Despite promises to Congress, the Internal Revenue Service has yet to take advantage of a red-flag alert system designed to prevent it from rehiring past employees with blots on their records, a watchdog found.
During the push to expand staff for the annual filing season, the tax agency is supposed to comply with a provision in the 2016 omnibus spending bill that requires a review of any rehire with past conduct or performance problems ranging from tax delinquency to falsification of documents to disruptiveness in the workplace.
But the Treasury Inspector General for Tax Administration found that more than 200 of 2,000-plus former employees “whom the IRS rehired between January 2015 and March 2016 had been previously terminated or separated from the tax agency while under investigation,” according to a report released on Thursday.
» Get the best federal news and ideas delivered right to your inbox. Sign up here.
Internal Revenue Commissioner John Koskinen, the report noted, assured the Senate Finance Committee in February 2016 that the perennial problem of rehiring employees behind on their taxes would be addressed under a new warning system.
Auditors reviewed the records of 213 former employees brought back onboard in the Covington, Ky., office from July 2016 to March 2017 and found 96 had separated from the agency while being investigated. Of those, 19 had potential tax code violations, 4 had accessed taxpayer accounts without authorization, 13 had falsified forms, 2 had misused email or equipment, and 6 had been accused of misconduct such as absences without leave, workplace disruption or failure to follow instructions. TIGTA found that 27 rehired employees had failed to disclose a prior termination or conviction on their application. “Some of these employees held positions with access to sensitive taxpayer information, such as contact representatives,” TIGTA said.
The chief problem, TIGTA said, is the IRS “has not effectively updated hiring policies to consider past IRS conduct and performance issues…... Although the IRS follows specific criteria to disqualify applicants for employment, past IRS employment history is not provided to the selecting official for consideration in the hiring process.”
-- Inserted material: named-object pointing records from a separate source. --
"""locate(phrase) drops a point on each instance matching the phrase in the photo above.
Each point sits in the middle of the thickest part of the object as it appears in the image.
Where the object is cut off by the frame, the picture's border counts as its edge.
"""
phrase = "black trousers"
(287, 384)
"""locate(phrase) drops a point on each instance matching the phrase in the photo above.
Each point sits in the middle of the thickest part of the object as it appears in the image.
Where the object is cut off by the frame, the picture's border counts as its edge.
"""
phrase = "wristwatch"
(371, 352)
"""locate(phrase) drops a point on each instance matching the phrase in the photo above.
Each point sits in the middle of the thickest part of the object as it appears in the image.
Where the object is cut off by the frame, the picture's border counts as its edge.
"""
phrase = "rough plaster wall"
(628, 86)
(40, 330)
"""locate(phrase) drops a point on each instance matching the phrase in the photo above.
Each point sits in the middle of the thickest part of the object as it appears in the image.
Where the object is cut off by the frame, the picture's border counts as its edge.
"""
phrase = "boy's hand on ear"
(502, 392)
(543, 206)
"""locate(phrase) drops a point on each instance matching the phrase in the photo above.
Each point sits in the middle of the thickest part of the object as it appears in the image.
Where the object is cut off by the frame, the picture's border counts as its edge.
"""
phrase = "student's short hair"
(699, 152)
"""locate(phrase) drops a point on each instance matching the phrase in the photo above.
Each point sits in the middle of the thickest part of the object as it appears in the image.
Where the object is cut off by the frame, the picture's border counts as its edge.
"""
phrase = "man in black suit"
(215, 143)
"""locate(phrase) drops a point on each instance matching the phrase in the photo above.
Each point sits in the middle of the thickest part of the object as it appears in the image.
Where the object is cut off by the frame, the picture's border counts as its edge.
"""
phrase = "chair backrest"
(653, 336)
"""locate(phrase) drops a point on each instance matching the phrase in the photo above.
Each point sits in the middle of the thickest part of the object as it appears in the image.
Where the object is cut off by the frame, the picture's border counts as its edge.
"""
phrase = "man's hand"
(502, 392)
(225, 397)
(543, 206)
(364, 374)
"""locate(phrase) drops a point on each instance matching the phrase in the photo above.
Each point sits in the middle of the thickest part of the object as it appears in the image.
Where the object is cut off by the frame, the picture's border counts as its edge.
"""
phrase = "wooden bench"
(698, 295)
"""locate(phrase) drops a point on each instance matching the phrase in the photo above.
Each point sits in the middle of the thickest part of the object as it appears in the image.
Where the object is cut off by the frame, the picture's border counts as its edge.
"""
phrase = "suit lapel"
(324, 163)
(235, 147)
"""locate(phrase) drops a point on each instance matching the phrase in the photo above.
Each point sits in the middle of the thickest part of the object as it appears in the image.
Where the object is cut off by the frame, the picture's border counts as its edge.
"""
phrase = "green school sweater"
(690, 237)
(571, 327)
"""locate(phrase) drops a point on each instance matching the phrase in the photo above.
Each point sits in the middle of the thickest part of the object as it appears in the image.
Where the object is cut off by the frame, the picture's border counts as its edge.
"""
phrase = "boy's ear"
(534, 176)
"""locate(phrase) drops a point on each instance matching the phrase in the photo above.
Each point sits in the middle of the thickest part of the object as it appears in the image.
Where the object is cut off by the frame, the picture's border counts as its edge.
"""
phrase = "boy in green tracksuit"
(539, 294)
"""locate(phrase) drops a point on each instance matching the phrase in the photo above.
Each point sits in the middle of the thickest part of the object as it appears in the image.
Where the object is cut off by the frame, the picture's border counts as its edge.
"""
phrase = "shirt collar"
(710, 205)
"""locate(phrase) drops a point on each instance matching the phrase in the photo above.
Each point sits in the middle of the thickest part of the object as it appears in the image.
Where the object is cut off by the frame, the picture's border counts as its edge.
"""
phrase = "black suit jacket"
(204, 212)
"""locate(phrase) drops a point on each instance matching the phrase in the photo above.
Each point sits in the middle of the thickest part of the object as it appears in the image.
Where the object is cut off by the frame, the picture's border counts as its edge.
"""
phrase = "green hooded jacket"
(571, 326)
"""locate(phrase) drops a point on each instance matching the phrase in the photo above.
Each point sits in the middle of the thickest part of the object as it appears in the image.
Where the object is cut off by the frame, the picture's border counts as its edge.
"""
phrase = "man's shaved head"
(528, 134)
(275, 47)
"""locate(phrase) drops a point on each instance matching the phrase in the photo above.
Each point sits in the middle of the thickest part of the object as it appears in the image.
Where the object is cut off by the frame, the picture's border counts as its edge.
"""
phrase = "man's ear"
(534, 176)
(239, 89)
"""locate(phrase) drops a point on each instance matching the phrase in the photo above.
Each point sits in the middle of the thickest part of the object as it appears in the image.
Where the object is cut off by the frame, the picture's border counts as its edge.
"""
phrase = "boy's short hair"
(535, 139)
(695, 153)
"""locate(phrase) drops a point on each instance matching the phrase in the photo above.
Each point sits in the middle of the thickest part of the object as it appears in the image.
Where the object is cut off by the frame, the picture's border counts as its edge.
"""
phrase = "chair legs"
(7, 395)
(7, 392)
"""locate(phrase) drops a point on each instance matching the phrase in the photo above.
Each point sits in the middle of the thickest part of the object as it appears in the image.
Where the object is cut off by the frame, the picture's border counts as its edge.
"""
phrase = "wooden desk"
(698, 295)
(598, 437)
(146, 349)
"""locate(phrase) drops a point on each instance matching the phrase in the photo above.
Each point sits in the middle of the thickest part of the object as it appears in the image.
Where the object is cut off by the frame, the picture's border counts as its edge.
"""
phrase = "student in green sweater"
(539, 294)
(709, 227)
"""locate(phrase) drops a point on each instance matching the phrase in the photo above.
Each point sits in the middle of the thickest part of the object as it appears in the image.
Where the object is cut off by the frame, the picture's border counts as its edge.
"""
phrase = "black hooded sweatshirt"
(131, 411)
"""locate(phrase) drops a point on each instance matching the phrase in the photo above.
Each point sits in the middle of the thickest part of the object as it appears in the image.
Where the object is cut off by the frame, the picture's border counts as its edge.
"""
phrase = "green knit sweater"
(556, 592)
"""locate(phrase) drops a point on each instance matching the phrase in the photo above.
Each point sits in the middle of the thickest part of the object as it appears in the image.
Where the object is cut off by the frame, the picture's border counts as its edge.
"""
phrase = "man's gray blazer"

One reason, IRS officials said, is that it would be costly to go through such detailed consideration “before a hiring decision and tentative offer has been made,” the report said. Such reviews would likely increase the hiring “cycle time beyond the presidential mandate of 80 calendar days, require additional resources, and not likely yield a reasonable return on investment,” IRS officials told TIGTA.
But a formal cost-benefit analysis was not performed to reach this conclusion, the watchdog said, and the IRS was unable to provide documentation.
“Rehiring hundreds of employees with a track record of substantiated conduct and performance issues, including willful tax noncompliance and unauthorized access to tax records, is not prudent and unnecessarily increases the risk of internal fraud and abuse,” said J. Russell George, Treasury Inspector General for Tax Administration. “Given the threat of identity theft and the amount of sensitive information that the IRS manages, job offers should only be extended to applicants of great integrity.”
TIGTA recommended that the IRS Human Capital Officer increase hiring officials’ access to job candidates’ past performance records and require that the basis for rehiring them be clearly documented.
E. Faith Bell, acting chief human capital officer, agreed with the recommendations.